While the country is engulfed in a political crisis, the rumour mill is grinding another spicy story; the Ogra is busy finalizing the review petition of the gas distribution companies. The distributors plea is to allow them further leeway in the Unaccounted for Gas (UFG) losses, which, simply put, means requesting to be more inefficient than they already are.
The noble idea behind the expected upwards revision of UFG losses is based on aligning the rules with the ground realities in the country. And the ground reality, bluntly put, is that the gas discos are extremely inefficient. Well placed sources in the industry claim that the Ogra has already decided on the matter and that it will raise the inefficiency bar to 7 percent from the existing 5 percent.
"It is a step backwards. People at Ogra are extremely inefficient and incompetent. They have no control over the gas producers, which worsens the problem," Farooq Rehmatullah, a renowned industry expert told BR Research.
Rehmatullah adds that the companies should make huge investments to address the situation, arguing that the burden eventually falls on the consumer. "Instead of reforming, these companies indulge in political hiring, which leads to inefficiency that is eventually paid for by the consumer" said Rehmatullah.
His argument makes sense as the international benchmarks for UFG losses are as low as 0.02 percent, where the Ogra is allowing more space for inefficiencies instead of tightening the screw.
Recall that in July 2010, the World Bank was believed to be working on the Natural Gas Production Enhancement and Efficacy Project to address the issue of discos UFG losses.

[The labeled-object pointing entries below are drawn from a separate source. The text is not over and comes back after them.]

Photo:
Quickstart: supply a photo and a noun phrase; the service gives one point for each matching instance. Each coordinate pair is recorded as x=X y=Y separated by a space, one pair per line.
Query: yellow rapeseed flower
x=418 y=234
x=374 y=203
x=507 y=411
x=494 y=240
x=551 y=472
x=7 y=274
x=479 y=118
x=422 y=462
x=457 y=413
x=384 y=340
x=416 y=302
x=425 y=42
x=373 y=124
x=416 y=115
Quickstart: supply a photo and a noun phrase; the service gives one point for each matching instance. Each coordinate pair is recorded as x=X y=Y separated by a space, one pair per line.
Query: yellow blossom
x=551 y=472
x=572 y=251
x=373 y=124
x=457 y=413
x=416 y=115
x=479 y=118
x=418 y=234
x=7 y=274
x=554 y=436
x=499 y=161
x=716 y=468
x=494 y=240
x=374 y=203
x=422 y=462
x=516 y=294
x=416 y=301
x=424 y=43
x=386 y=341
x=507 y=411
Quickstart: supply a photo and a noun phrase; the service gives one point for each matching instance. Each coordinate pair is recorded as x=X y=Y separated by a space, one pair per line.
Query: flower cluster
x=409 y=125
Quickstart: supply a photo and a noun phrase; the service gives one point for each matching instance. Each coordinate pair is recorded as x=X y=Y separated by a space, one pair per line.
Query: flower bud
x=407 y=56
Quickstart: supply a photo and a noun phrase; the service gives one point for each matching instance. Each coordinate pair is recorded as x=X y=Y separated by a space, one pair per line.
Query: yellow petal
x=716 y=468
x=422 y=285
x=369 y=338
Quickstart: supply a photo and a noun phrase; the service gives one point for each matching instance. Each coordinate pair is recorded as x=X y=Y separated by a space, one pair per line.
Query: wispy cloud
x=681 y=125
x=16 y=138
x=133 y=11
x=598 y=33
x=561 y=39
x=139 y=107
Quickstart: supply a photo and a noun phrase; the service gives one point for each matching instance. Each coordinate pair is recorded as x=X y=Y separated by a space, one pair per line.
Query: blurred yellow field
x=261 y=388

The $250 million plan is aimed at reducing the UFG losses by considerable margins in the next three years. What then explains the upward revision to 7 percent; perhaps the notion that "everyone should have an equal right to corruption".

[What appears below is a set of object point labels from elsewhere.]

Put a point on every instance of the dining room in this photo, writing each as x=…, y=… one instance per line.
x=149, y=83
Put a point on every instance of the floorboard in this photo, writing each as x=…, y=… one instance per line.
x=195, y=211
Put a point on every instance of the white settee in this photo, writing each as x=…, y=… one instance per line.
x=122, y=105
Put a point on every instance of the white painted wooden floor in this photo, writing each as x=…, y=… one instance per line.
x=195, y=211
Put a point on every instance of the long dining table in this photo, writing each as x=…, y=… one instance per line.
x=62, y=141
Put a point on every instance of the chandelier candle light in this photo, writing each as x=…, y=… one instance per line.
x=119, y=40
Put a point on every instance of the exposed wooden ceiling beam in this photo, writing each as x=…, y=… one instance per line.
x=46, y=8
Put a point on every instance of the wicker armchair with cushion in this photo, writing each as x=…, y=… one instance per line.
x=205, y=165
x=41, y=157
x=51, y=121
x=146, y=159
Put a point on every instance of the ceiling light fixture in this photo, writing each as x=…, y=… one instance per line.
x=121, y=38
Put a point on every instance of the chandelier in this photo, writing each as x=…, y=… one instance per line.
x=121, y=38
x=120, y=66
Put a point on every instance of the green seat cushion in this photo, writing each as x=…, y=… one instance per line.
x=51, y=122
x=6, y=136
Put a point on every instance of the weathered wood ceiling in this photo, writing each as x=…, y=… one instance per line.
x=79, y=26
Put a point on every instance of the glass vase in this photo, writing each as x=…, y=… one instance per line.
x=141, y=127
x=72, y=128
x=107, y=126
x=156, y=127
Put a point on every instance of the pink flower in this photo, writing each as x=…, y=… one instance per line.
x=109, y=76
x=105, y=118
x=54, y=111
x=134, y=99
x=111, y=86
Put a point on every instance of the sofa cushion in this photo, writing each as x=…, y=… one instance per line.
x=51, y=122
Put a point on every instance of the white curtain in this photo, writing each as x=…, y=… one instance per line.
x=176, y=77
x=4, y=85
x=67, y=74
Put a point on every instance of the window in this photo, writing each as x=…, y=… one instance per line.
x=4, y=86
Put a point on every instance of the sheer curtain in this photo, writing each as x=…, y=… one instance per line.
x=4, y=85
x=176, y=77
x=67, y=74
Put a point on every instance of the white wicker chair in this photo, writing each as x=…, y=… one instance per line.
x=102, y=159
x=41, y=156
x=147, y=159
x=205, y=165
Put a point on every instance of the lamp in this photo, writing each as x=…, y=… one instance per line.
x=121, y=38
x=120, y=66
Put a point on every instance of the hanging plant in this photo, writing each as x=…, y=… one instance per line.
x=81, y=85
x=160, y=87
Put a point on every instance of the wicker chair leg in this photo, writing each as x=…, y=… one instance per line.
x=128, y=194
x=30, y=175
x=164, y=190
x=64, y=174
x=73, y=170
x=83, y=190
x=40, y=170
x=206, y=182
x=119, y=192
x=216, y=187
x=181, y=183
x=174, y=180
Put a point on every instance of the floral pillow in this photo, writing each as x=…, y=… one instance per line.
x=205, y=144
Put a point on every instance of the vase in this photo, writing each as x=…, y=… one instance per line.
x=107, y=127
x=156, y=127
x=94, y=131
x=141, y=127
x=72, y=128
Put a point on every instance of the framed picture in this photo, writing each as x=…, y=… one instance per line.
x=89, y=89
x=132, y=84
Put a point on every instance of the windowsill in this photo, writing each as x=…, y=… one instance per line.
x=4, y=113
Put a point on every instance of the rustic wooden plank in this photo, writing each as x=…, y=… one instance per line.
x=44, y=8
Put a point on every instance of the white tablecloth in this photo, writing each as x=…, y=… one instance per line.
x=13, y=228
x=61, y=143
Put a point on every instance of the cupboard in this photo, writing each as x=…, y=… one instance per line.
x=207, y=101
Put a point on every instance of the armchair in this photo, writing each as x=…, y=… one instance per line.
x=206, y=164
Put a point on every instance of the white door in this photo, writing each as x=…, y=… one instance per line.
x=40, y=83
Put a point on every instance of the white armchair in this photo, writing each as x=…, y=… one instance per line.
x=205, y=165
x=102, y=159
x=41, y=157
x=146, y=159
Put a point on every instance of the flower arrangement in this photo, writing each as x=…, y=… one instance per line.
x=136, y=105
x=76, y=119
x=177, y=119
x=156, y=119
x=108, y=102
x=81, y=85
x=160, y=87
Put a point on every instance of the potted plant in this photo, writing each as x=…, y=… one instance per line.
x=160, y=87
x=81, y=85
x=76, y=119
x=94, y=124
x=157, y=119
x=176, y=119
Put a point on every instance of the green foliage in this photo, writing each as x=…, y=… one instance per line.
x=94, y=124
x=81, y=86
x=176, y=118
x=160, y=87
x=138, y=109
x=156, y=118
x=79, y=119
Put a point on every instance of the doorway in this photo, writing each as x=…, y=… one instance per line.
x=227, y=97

It was not so long ago when the management of SSGC had brought the UFG losses down to 6 percent, which have again swelled to more than 8 percent in the current regime. "There is massive theft and political patronage within the discos that make matters look worse than what it should be", Munawar Baseer, former MD SSGC told BR Research.

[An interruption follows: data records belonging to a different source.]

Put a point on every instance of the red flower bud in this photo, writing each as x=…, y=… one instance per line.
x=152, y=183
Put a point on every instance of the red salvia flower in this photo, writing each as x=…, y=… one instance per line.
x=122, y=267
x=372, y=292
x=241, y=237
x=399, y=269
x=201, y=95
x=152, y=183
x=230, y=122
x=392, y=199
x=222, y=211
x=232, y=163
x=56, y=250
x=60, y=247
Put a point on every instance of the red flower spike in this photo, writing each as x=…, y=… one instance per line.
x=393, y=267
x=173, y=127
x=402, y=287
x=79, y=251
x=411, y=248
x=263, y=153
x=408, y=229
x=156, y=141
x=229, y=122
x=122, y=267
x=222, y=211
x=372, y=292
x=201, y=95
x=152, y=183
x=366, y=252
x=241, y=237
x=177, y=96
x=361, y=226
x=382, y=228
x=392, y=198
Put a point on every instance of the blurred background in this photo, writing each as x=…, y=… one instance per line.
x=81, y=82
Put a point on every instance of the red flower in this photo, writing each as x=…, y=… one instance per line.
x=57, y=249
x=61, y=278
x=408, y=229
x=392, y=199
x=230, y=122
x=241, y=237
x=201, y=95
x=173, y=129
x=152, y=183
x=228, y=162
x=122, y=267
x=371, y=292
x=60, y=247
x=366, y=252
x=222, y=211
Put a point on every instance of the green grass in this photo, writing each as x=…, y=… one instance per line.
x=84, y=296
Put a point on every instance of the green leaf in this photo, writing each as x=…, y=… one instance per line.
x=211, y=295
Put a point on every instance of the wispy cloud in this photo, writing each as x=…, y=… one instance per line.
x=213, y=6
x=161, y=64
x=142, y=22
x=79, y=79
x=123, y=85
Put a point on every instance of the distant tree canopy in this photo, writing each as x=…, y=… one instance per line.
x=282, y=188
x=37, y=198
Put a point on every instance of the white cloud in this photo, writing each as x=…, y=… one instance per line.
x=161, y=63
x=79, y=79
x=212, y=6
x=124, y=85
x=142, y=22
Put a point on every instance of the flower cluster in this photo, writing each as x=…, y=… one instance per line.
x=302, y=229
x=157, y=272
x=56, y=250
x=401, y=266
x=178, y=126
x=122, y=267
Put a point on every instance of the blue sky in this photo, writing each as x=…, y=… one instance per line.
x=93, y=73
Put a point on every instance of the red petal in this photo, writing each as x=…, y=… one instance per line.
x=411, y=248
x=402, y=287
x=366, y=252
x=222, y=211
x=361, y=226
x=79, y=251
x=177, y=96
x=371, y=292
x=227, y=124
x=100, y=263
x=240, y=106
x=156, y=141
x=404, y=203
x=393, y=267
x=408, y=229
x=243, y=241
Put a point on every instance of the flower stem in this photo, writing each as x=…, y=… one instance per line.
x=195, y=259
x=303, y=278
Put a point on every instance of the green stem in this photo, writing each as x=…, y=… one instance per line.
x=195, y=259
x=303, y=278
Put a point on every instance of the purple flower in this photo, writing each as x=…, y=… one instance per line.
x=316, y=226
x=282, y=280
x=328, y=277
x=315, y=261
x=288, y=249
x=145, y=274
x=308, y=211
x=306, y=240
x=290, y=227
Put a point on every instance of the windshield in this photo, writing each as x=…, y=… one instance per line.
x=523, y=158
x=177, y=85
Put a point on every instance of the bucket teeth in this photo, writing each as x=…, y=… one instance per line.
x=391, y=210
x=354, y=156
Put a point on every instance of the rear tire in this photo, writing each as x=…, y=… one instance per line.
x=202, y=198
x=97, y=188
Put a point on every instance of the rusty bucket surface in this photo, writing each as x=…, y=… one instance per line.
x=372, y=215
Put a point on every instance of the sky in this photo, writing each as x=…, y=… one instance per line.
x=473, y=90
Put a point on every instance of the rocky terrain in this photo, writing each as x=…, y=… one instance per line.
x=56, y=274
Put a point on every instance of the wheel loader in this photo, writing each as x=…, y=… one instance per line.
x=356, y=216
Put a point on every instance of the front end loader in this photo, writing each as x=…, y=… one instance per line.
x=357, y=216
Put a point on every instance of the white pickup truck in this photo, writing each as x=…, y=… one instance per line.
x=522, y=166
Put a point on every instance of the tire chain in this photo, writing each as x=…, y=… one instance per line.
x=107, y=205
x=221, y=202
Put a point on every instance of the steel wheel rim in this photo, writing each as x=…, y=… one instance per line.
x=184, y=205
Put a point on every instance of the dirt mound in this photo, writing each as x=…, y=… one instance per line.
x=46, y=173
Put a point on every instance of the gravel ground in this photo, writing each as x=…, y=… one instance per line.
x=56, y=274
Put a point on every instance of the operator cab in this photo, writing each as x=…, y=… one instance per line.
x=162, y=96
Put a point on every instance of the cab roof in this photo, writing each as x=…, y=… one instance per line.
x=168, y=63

It must be noted that 78 percent of the gas SSGC distributes is consumed in Karachi which has a low UFG rate, 5 percent at worse. So, even if the interior Sindh and Balochistan are allowed a high rate, say 10 percent as the theft and leakage occurrences are on the higher side, the weighted average UFG loss should never exceed 6 percent. This defies the logic behind allowing 7 percent UFG rate to the SSGC.
But controversy or no controversy, shares of SSGC and SNGPL have been the darling of the otherwise dull stock market in the past month. Certainly, a 48 percent and 16 percent jump in share prices respectively deserve a mention. Surely, such a rise cannot be entirely based on hopes that the Ogra might revise the UFG benchmarks. Clearly, the smart money knows a lot more than what the average Joe knows.
Sources very close to the company and well-connected in the industry claim that a group of leading stock brokers from Karachi met the Ogra Chairman (who incidentally happens to be a close relative of Jehangir Badar) a few days back and got the assurance that Ogra would increase the allowed UFG losses to 7 percent. The assurance, of course, was reportedly in return of some bank notes; the news may sound like an English tabloid news item, but the source claims it holds water.
"The Supreme Court should take suo moto action over the alleged deal and should not let the companies declare dividends. The amount should be reinvested in the companies to improve the efficiency, rather than going in the pockets of some stock brokers who hold large chunk of discos shares", the informed source told BR Research.
So whats in the store next? Its anybodys guess at the moment, but if the Supreme Court does come into action, it may not be all good news for the investors seeking high dividend yields in the discos stocks.